The relay worked over tcp port 443, tls. I have this set up with headscale via nginx reverse proxy. The only way this will blocked via deep packet inspection is if the firewal breaks (man-in-the-middle’s) tls. Some companies do this, but require you to have their self-signed cert installed. I will test this with my firewall and see what it responds with, last I checked, it thought it was web traffic.
Almost every company breaks TLS. If you do VPN over TCP (TCP over TCP) you end up with terrible performance.
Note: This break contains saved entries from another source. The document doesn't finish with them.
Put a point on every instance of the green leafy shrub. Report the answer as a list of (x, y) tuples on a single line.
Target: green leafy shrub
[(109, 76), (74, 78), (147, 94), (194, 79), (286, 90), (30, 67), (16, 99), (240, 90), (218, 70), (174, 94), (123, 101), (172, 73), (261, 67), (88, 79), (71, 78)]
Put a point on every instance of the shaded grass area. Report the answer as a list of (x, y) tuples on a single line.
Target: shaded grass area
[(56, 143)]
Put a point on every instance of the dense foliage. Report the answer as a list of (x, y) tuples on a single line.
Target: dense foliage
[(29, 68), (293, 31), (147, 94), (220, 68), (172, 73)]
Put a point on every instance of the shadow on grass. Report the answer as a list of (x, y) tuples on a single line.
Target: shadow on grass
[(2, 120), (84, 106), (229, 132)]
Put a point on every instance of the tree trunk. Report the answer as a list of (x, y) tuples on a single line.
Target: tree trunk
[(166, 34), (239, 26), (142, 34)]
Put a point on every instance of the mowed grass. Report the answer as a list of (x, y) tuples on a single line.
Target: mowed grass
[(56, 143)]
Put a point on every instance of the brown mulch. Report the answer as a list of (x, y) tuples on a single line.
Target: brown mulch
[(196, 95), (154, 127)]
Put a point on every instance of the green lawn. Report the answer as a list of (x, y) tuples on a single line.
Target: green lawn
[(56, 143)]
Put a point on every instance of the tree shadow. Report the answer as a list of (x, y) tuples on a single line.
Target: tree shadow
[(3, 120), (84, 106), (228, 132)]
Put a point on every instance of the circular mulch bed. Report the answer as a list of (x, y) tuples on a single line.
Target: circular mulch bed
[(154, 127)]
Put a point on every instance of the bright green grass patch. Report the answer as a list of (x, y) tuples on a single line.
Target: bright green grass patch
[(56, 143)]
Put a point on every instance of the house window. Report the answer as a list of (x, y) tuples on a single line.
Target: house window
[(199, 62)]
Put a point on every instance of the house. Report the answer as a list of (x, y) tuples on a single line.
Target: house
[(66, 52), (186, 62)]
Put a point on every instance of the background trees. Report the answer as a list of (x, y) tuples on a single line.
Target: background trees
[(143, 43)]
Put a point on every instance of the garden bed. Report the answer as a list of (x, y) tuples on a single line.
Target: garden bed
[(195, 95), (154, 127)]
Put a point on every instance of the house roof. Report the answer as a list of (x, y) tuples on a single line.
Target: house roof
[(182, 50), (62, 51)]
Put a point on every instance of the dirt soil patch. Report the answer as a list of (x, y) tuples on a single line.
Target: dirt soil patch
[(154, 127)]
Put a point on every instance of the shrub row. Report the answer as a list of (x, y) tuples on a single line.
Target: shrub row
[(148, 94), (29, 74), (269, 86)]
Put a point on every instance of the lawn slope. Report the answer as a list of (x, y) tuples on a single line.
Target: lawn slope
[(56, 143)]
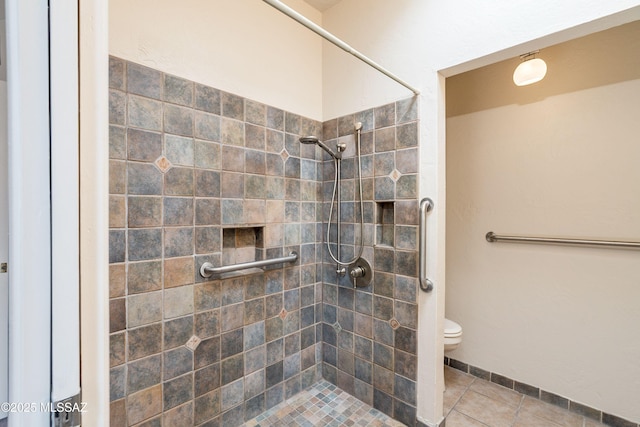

Yep. But it still works. The tcp over tcp is usually only up the the relay, but the relay from there established a udp wireguard tunnel to the other node. No, not every company breaks TLS. It’s not even possible with TLS1.3. Most companies are moving to doing inspection at the client level and not the firewall (the likes of zscaler for example).
Yes, lets add GRE and more to the mix while we are at it. Using TURN and what not to circumvent what the firewall blocks will always result in poor end performance. In the end it depends on the goal one wants to achieve and any network has the right to block anything they like, except your ISP which should not block anything (sadly they do). Just because it “works” does not mean that it does work “well” and TLS 1.3 will and can still be inspected, be it with more elaborate schemes like GRE.
I just did some experimenting. Relay is being done over TLS port 443. My firewall is doing deep packet inspection and can only reports it’s TLS traffic that’s carrying non-https traffic (just like onedrive, etc). This is because tailscale is using a websocket in the https connection as part of the negotiation, state managment, and relay. Remote Desktop is still performant and I almost can’t tell a difference between direct udp wireguard connections and a relay that 15-20ms away from me (that I am hosting on a vps). If you were to block https websockets via the firewall, you will break a lot of services and websites. Not sure what you’re ranting about over there…
I also think you misunderstood tcp over tcp when it comes to tailscale. It’s TCP traffic TO the relay carrying UDP wireguard traffic. There is no TCP over TCP like how you would traditonally think about. Maybe think about it like a few hops hop TCP, the rest UDP.